Modern SCEs (2024)

James Black

Leveraging operational metrics for better SCEs/platforms

2024
SCE
Author

James Black

Published

August 11, 2024

Sharing R code without sharing R code

Chair: James Black

See also: 2023 Discussion

Objectively track migrations/language use in studies?

  • Most companies are using Github or Gitlab for study code - if we know where all the repos are, can we scan them via the API to track things like which studies are using R, Python or still on SAS?
  • Key Questions:
    • What code should be scanned? Look for files present? .sas, .R, .py, .sql, etc.? Is it more accurate than inbuilt language detection present in API endpoints?
    • Should the focus be on studying all code written or only focus on study code (e.g. limit scope to org that holds studies)?
    • Is there an API endpoint that can indicate which repository is being used?

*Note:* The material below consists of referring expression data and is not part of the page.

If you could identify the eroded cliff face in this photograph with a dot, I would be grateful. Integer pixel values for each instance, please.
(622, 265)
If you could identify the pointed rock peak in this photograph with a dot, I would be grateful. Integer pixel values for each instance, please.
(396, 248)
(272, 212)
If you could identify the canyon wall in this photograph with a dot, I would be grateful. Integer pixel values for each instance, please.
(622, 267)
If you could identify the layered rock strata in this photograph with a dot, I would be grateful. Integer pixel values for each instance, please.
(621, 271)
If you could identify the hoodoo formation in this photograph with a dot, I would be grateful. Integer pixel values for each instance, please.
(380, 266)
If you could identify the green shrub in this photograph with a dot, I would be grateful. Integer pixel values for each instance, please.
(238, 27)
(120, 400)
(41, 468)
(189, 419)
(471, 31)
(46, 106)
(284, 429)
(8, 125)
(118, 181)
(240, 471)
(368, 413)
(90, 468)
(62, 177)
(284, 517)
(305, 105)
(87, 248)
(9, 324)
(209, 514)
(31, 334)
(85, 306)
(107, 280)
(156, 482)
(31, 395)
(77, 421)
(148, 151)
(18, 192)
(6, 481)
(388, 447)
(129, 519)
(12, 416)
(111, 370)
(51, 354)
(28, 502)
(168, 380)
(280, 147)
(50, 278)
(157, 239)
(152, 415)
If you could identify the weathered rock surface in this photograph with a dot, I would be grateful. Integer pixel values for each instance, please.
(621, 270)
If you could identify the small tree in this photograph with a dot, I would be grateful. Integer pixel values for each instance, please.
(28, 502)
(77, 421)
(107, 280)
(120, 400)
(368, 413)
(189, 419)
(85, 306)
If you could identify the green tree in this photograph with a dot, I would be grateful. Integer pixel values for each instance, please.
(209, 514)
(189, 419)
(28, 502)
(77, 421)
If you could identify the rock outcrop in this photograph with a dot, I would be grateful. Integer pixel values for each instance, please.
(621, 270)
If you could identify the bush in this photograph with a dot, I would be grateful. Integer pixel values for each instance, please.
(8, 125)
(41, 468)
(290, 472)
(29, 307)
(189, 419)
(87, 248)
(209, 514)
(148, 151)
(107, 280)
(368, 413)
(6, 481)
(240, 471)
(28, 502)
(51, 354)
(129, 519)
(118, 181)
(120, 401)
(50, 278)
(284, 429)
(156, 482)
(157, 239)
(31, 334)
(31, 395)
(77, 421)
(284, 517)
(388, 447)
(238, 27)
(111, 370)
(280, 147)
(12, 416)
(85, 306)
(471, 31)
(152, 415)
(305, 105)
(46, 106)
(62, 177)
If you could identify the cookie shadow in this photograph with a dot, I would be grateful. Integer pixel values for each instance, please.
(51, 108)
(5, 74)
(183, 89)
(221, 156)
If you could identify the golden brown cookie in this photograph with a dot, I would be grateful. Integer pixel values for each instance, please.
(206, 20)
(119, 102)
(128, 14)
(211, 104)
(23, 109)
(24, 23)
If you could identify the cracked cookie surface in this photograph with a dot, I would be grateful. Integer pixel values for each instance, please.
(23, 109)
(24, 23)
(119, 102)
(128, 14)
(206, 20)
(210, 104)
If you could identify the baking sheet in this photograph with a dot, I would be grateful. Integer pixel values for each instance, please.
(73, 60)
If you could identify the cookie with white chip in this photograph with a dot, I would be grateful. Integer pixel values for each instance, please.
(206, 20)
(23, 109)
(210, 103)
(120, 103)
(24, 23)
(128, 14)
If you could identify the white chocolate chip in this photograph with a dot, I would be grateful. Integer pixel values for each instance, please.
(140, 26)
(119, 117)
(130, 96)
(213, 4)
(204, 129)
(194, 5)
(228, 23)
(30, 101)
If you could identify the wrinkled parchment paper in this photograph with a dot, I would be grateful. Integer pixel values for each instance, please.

Can we understand what packages are being used in studies?

  • Idea:
    • The Posit Package Manager API doesn’t reliably say what validated R packages are used in each study, but as renv is used more, can we scan the renv.lock files to see what packages are being used?
  • Purpose:
    • This helps validation teams, our teams working on R packages, as well as help flag if we need to identify who used a specific version of a specific package in a study.
    • Where packages are ‘pre-baked’ into containers to speed up ‘time to pulling data’, want to keep that as lean as possible using metrics like this.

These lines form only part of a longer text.